# FAK mediates noise-induced loss of auditory hair cell function and survival

> **NIH NIH R21** · OREGON HEALTH & SCIENCE UNIVERSITY · 2022 · $231,000

## Abstract

Project Summary
Mitochondrial dysfunction has long been recognized as an underlying mechanism of noise-induced loss of
hearing sensitivity (NIHL). However, the initiating processes that lead to this dysfunction is poorly understood.
This proposal is founded upon new and important findings involving changes in mitochondrial dynamics in outer
hair cells after loud sound exposure. Mitochondria are highly dynamic organelles that constantly undergo fission
and fusion to adapt to changes in the cellular environment, and it is becoming increasingly clear that
mitochondrial morphology is directly related to mitochondrial function and, therefore, the health and survival of
the cell. The studies proposed here will examine a potential integrin signaling pathway for induction of
mitochondrial fission activity.
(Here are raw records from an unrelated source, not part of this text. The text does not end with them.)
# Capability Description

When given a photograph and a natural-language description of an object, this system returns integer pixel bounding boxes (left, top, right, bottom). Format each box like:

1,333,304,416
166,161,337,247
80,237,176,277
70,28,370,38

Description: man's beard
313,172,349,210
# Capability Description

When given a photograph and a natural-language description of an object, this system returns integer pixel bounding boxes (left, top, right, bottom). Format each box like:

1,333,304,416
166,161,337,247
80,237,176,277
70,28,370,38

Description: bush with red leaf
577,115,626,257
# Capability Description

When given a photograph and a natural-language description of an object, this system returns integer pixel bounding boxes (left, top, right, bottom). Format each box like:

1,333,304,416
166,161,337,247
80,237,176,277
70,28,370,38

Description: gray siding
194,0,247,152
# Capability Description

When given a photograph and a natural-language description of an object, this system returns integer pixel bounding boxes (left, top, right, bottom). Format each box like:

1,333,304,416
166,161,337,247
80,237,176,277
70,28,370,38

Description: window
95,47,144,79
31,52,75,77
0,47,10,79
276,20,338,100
Specifically, we will investigate the role of FAK as a mediator of noise-induced
overstimulation of OHCs leading to cell death and loss of hearing sensitivity.

## Key facts

- **NIH application ID:** 10527266
- **Project number:** 1R21DC019756-01A1
- **Recipient organization:** OREGON HEALTH & SCIENCE UNIVERSITY
- **Principal Investigator:** ALFRED L NUTTALL
- **Activity code:** R21 (R01, R21, SBIR, etc.)
- **Funding institute:** NIH
- **Fiscal year:** 2022
- **Award amount:** $231,000
- **Award type:** 1
- **Project period:** 2022-06-03 → 2024-05-31

## Primary source

NIH RePORTER: https://reporter.nih.gov/project-details/10527266

## Citation

> US National Institutes of Health, RePORTER application 10527266, FAK mediates noise-induced loss of auditory hair cell function and survival (1R21DC019756-01A1). Retrieved via AI Analytics 2026-05-26 from https://api.ai-analytics.org/grant/nih/10527266. Licensed CC0.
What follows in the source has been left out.